1556 AD; Georg Bauer, writing under the pseudonym, Georgius Agricola, writes “De re Metallica”; a policy manual for mine workers. It is the first industry-specific HR manual. Ironically, all miners were illiterate at this time.
1700 AD; Bernardo Ramazzini published the first book on industrial medicine in his health coverage manual, “De Morbis Artificum Diatribe” (“The Diseases of Workmen”) People instantly stop shaking Ramazzini's hand fearing disease transmission.
1901 AD; The Factory Act is adopted in England setting forth the first minimum working age which was 12, same as their current drinking age.

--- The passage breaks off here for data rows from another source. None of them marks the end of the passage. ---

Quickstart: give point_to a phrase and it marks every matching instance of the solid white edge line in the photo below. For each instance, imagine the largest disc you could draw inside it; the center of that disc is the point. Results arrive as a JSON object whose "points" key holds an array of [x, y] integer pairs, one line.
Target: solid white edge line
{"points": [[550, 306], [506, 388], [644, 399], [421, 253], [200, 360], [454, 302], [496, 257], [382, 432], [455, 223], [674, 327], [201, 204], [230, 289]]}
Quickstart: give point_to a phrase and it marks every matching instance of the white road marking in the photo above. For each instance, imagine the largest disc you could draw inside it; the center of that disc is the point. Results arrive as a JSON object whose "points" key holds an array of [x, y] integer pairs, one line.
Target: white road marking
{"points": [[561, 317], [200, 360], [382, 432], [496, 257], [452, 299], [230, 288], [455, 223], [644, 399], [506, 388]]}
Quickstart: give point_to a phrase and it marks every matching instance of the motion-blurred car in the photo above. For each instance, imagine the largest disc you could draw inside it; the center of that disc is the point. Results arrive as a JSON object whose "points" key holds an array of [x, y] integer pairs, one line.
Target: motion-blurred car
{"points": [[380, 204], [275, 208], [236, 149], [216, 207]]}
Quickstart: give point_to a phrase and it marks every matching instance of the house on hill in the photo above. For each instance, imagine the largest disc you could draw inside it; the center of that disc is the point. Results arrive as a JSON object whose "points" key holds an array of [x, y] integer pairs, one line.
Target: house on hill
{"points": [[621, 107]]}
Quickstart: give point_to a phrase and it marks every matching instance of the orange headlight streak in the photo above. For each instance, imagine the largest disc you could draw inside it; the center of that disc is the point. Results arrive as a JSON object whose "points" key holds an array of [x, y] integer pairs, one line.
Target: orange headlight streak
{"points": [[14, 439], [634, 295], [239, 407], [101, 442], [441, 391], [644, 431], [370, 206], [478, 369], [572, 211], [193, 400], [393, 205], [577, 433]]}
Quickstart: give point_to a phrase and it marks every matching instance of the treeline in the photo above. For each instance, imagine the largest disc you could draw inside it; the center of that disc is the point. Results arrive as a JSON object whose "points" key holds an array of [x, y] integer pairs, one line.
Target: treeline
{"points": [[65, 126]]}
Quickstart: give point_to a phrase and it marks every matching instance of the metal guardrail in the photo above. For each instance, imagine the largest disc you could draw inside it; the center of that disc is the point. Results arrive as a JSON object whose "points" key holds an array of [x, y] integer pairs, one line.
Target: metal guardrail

1911 AD; American F. W. Taylor publishes “Principals of Scientific Management” which is arguably the first ever treatise on ergonomics and was the forerunner of the now widely-adopted practise of micro-management.
1914 AD; World War 1 was instituted. HR managers were not deemed important enough to escape the draft like farmers were. A mass exodus of HR specialists to agricultural work immediately took place. They were a hit with the farming community as they are already skilled at separating the wheat from the chaff.
1919 AD; Workers are actively encouraged to join labour unions by government authorities. The three martini lunch is invented by HR staff shortly after.
1926 AD; “Labour Managers” are hired to handle the British General Strike of 1926. They are the forerunner of modern HR Managers but had more discretion in hiring knee-capping goon squads to deal with obstreperous employees than they do now.
1942 AD; The term, “Personnel Manager”, is coined. It was abandoned later due to no one being able to remember if it was spelled with two n’s or two l’s.
1961 AD; The first instance of the term “Human Resources Manager” is used and quickly adopted industry-wide; being so much easier to spell.
2004 AD; The “Human Relations” movement is founded which “argues that people are not just logical decision makers but have needs for creativity support, recognition and self-affirmation.” Management would have been amused by the position if they had ever read the report.
Present AD; HR develops into a difficult, lonely, thankless job, vilified by those above and those below. HR specialists decide en masse that being replaced by HR software might not be so bad after all.